The first three combinations with the lowest AIC had less than ideal residual distributions. The fourth and fifth look better. Eventually choose the fifth which had a more normal distribution, even though it had a higher AIC.

```
par(mfrow=c(1,4))
bank.models <- NULL
current.ts <- ts(sod.by.year.banks$freq)
for(j in 2:3){for(i in 2:3){for(h in 1:3){
current.model <- arima(current.ts, order=c(j,i,h))
bank.models <- rbind(bank.models, c(j,i,h, round(current.model$aic,digits = 2)))
}}}
bank.models <- as.data.frame(bank.models)
colnames(bank.models) <- c("p", "d","q","AIC")
bank.models$AIC <- as.numeric(as.character(bank.models$AIC))
bank.models$AIC <- as.numeric(as.character(bank.models$AIC))
bank.models <- bank.models[order(bank.models$AIC),]
for(l in 1:nrow(bank.models)){
current.model <- arima(current.ts, order=c(bank.models$p[l],bank.models$d[l],bank.models$q[l]))
title <- paste("Order: ", bank.models$p[l],bank.models$d[l],bank.models$q[l],"AIC:",bank.models$AIC[l] )
if(bank.models$p[l]==2 & bank.models$d[l]==2 & bank.models$q[l]==1)
{highlight<-"blue"} else {highlight<-"white"}
hist(current.model$residuals, main=title, col = highlight)
qqnorm(current.model$residuals)
qqline(current.model$residuals)
}
```

This one was interesting, the trend is obvious but no model yielded a curved distribution. The closest one was 2,2,1 which is the model selected.

```
par(mfrow=c(1,4))
branches.models <- NULL
current.ts <- ts(sod.by.year.branches$freq)
for(j in 0:2){for(i in 0:2){for(h in 0:2){
current.model <- arima(current.ts, order=c(j,i,h))
branches.models <- rbind(branches.models, c(j,i,h, round(current.model$aic,digits = 2)))
}}}
branches.models <- as.data.frame(branches.models)
colnames(branches.models) <- c("p", "d","q","AIC")
branches.models$AIC <- as.numeric(as.character(branches.models$AIC))
branches.models$AIC <- as.numeric(as.character(branches.models$AIC))
branches.models <- branches.models[order(branches.models$AIC),]
for(l in 1:12){
current.model <- arima(current.ts, order=c(branches.models$p[l],branches.models$d[l],branches.models$q[l]))
title <- paste("Order: ", branches.models$p[l],branches.models$d[l],branches.models$q[l],"AIC:",branches.models$AIC[l] )
if(branches.models$p[l]==2 & branches.models$d[l]==2 & branches.models$q[l]==1)
{highlight<-"blue"} else {highlight<-"white"}
hist(current.model$residuals, main=title, col=highlight)
qqnorm(current.model$residuals)
qqline(current.model$residuals)
}
```

In the case for branches, the eighth model was selected. It had the best residual distribution with the lowest AIC score.

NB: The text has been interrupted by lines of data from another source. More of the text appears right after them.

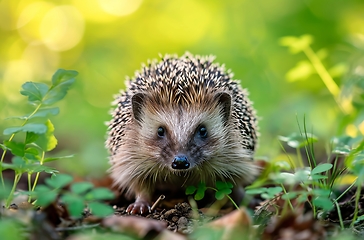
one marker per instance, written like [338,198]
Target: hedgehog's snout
[180,162]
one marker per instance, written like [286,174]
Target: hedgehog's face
[182,137]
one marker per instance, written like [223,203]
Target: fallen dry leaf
[236,224]
[138,226]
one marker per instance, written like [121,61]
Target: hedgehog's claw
[139,207]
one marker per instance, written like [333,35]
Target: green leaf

When this model is applied for predictions, it has a high upper limit for a 95% confidence interval. Taking into account what we’re seeing in the industry, this highly unlikely. The model is considering this as a possibility due to the fact that for the first half of the 2000’s the branch numbers were on the rise, but after 2009 the downward trend will more likely remain if not accelerate as the lowest limit of the confidence interval seems to suggest.

## Comments

Above is a quick view of the general trend of the numbers. Each has a unique trend: the trend for deposits is ascending, the one for banking institutions is descending and the one for branches is a curve, with a peak in 2009. So each will need to be analyzed separately for model selection.